O desafio é conscientizar o país de que ou nos movemos nesse rumo, fazendo do Estado um ativo capitão de um time formado por jogadores efetivos, ou tombamos todos juntos, como nação, do pico à base da pirâmide social. Essa lógica tem boas chances de dar o troco histórico àquela distorção do Estado oligárquico. A distribuição da riqueza, antes ideia proscrita nos círculos que detinham o poder no Brasil, começou a se transformar em pré-requisito até para que o capital se remunere; o lucro dos produtores está cada vez mais atrelado ao poder de compra dos consumidores, bem como à inclusão dos excluídos na ala economicamente ativa da sociedade.

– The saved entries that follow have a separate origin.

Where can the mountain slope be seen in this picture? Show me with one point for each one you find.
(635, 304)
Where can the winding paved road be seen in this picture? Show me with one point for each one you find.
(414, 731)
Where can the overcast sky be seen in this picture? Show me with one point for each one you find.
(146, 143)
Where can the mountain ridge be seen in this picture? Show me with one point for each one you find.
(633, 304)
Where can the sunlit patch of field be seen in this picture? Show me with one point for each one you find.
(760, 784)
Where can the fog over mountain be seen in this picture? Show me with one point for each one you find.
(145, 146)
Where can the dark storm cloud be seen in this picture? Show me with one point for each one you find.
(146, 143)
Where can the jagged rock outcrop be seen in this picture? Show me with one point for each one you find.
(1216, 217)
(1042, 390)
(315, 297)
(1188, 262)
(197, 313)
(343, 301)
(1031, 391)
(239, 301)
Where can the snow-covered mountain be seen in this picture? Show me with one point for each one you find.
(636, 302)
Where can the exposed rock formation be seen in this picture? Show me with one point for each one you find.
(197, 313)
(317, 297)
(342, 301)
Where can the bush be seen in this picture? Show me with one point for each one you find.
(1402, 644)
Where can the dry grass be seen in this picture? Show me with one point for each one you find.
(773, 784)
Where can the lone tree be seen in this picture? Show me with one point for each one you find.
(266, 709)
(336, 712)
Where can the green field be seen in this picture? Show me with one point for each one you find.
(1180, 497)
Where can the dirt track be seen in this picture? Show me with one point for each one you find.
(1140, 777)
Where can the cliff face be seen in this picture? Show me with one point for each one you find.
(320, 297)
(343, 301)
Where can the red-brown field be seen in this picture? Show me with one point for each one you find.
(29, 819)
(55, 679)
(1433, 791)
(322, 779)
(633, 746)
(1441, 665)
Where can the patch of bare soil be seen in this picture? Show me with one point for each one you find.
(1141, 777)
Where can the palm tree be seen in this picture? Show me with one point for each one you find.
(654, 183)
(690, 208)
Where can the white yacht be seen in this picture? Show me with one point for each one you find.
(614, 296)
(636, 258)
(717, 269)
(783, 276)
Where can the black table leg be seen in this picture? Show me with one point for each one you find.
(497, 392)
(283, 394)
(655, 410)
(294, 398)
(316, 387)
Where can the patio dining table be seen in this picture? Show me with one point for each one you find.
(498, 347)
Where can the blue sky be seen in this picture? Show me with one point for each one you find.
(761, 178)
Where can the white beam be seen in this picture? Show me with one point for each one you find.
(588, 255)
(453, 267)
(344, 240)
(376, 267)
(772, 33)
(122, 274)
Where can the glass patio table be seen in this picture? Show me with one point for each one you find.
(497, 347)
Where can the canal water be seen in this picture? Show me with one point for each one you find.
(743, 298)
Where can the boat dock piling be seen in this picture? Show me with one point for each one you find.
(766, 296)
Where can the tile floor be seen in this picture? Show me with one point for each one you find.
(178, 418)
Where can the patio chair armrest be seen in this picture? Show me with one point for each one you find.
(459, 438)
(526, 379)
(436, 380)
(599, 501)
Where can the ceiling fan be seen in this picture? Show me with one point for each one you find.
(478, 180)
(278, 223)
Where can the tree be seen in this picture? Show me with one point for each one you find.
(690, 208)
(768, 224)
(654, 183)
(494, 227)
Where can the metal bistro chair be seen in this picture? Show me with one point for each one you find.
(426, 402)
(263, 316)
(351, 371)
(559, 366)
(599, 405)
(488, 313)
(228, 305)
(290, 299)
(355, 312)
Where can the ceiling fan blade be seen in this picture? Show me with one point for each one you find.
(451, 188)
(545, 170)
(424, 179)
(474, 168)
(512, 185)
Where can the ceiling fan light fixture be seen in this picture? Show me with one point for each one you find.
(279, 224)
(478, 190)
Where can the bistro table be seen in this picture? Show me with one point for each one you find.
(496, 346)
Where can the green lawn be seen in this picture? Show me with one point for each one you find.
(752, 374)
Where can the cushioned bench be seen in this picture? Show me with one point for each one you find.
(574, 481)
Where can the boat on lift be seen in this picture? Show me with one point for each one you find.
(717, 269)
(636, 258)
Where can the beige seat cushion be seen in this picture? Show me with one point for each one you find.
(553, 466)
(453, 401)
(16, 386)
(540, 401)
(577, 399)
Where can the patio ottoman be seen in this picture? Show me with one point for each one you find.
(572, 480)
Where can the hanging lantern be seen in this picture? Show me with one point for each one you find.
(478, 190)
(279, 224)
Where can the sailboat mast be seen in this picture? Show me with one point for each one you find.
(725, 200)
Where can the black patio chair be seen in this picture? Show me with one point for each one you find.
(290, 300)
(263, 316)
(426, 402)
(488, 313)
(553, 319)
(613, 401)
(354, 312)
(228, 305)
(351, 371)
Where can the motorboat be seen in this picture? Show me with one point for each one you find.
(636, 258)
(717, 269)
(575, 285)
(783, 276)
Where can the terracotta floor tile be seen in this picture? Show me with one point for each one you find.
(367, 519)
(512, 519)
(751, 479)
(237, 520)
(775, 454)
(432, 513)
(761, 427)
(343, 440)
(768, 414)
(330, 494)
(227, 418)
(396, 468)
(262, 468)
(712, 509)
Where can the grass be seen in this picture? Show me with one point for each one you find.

A obviedade da importância de um mercado doméstico robusto para o desenvolvimento econômico e social do país já deveria estar consolidada em solo nacional. Não faz tempo que o Brasil começou a sair do beco no qual foi enfiado pela “era neoliberal”, com sua economia estrangulada e exaurida. A própria Fiesp entrou nesse debate, quando o empresário Cláudio Vaz concorreu com Skaf em 2004. “Num país como o nosso, precisamos do Estado como instrumento de efetiva liberdade, indutor de investimentos, inclusive para dar forma a uma sólida sociedade civil”, escreveu ele em artigo publicado no jornal Folha de S. Paulo.
Investida do neoliberalismo
Segundo ele, havia um projeto para Lula chegar ao poder, mas não um projeto de governo. “Resultado: mantidas as linhas macro da economia, que vinham sendo seguidas desde meados dos anos 1990, o país teima em não crescer. É frustrante. É inquietante. A economia, hoje, ancorada nas exportações e na agroindústria, emite claros sinais de esgotamento. Daí a necessidade de novos rumos”, escreveu. Para Cláudio Vaz, o empresariado industrial brasileiro precisava realizar um amplo trabalho de integração e articulação entre todos os setores econômicos para desenvolver “produtiva discussão” com os atores sociais e políticos sobre a sua visão quanto ao presente do país. “O foco essencial são as questões maiores, que inibem a retomada do desenvolvimento sustentado”, afirmou.
O primeiro passo para que os empresários brasileiros — assim como para os outros atores sociais e políticos de que fala Cláudio Vaz — ajudassem a fazer com que os ventos soprassem a favor de nossos barcos era se organizar. O Brasil precisava desenvolver estudos de primeira linha, argumentos sólidos e linhas de raciocínio claras. Em síntese: um projeto de país soberano. Avançamos muito, sim, nessa direção, mas ainda precisamos de união para seguir vencendo nossos problemas. Mas tem de ser a união do povo, dos movimentos sociais e das forças que expressam algum sentimento nacional. Toda vez que um governo fez isso, o Brasil deu um enorme salto de qualidade.
Peguemos o exemplo de Getúlio Vargas, o mais destacado presidente da história brasileira. Ele mudou a agenda do país e manejou como nenhum outro as contradições políticas de seu tempo. Nosso processo de transição do regime militar para o civil, no começo dos anos 1980, também ocorreu por meio de um pacto, embora com concessões às forças que sustentaram a ditadura e não explícito. O resultado foi que, na esfera econômica, não houve, durante os anos 1980, um pacto ou acordo abrangente que pudesse facilitar a adoção de uma visão desenvolvimentista — o que poderia obstaculizar a investida do neoliberalismo nos anos 1990. Hoje, com os êxitos do ciclo Lula-Dilma, a volta dessa investida enfrentaria muito mais resistência.